IN THE SAME REPORT under the "Five Star" category I received many "Kudos" for Navigation, cleanliness, safety and FRIENDLINESS! How can I appear "friendly" to the overwhelming majority of Uber AND Lyft customers but "unfriendly" (I guess) to a large minority of LYFT riders? I don't morph into a grouch on a dime.

I do drive rather conservatively. I don't "run yellows," I don't wiz along at 10 to 15 mph above the speed limit (VERY and TOO common in Philadelphia, think "Kelly Drive"), I am courteous to other drivers by "letting them in" and I don't lean on my horn all the time like so many do (also very common and annoying here). In about a year of doing this, I have never even come close to a collision.

I am a kind person and very polite to my customers. There may be times that I keep quiet - a friend seems to think that Lyft's clientele, at least in Center City and nearby, is composed of professional corporate females who want the driver to act "professional," that is, "on the job" and rather hard-nosed and serious so I have kept much quieter during Lyft rides. I have noticed that when such a person approaches the vehicle, they do seem to have a kind of hard attitude about them - even before the get in the car.

A friend who is also a Lyft driver and I have compared notes. He too has seen his rating plummet on Lyft. We think the problem might be related to the fact that we are middle aged males, and from our ethnicity and what part of the City we live in (the customers ask), professional women who really hate the current president judge us to be supporters of his, or that we are conservatives (we're not - ironically) or something along those lines. I really hate characterizing people but I can't help but notice the scowls (before they get in!) and the short, terse answers to basic conversation like "How are you?" and "How was your day?"

Remember the "delete Uber" campaign? Is this fallout from it?? A continuation?

I display a Uber insignia along with my Lyft one - some people tell me that people in CC and environs hate Uber so much that if they see both emblems, they down rate.

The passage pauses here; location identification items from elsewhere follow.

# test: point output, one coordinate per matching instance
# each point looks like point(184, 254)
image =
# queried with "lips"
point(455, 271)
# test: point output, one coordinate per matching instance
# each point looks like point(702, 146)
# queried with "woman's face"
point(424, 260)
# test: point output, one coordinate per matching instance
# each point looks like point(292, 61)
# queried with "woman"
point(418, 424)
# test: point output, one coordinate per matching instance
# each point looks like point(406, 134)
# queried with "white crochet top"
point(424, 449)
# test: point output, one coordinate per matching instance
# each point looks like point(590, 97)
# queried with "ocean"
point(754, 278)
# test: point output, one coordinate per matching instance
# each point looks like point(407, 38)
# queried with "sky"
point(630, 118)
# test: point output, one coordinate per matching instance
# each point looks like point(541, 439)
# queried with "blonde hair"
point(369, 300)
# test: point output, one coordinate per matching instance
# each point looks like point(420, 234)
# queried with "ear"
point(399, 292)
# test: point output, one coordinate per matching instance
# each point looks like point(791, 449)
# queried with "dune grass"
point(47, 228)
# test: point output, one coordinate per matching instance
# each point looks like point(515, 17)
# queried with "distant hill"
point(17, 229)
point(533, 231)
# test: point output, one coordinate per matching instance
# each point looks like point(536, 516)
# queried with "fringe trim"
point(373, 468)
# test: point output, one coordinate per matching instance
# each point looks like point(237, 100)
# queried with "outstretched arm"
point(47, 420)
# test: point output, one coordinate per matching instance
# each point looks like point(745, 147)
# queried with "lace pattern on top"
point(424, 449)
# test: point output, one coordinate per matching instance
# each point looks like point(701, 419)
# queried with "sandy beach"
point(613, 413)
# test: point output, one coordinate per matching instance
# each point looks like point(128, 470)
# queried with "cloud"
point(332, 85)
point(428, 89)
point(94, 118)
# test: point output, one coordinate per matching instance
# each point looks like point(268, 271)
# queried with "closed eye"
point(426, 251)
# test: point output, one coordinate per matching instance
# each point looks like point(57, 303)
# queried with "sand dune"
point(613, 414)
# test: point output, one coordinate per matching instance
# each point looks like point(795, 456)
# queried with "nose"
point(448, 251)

Anymore, I feel like I am handling a live grenade when picking up Lyft customers, especially if they appear corporate, professional, and probably liberal (ironically I am too, but I don't LOOK it). I feel like I am being judged how I LOOK rather than how I act or speak. I have grey hair and a little belly and kind of look like someone's older dad. I can't change that.

This thing is getting complicated.....

Any thoughts? I really enjoy rideshare but the politics of ratings and all that BS is getting me down - I have worked less this week, so upset am I over these ratings....which are NOT me.

TP


----------



## MHR (Jul 23, 2017)

The swarm will soon come on and tell you don't worry about ratings. 

Maybe someone in your territory can address your particular lady pax types.

I'm a middle-aged woman and I really don't like most other women. My few lower ratings have come from women. Women are wierd. You could've gotten a flag just cause one was having a bad hair day and needed to take it out on someone or they could just be miserable people in general.

I hate the Lyft cleanliness flag. It makes it sound like we have poor hygiene. 

Do you drive 10 to 15 over or under the speed limit? Either way that might be a problem.


----------



## Tjphilly2 (Feb 2, 2017)

MHR said:


> The swarm will soon come on and tell you don't worry about ratings.
> 
> Maybe someone in your territory can address your particular lady pax types.
> 
> ...


I normally drive just under or just over the speed limit. If the posted speed limit is 25, I do 23 to about 27 mph - never more. Ironically, obeying the law may be what is getting me in trouble. On Kelly Drive and Lincoln Drive, for example, I see people doing 50 when the speed limit is 25 - routinely! This is insane and incredibly dangerous given the curves on those roads. Roosevelt Blvd. is another speedway whereby you can go almost as fast as you want - and if you drive legally and conservatively with an intention to safeguard lives, many customers will down rate you. That's INSANE.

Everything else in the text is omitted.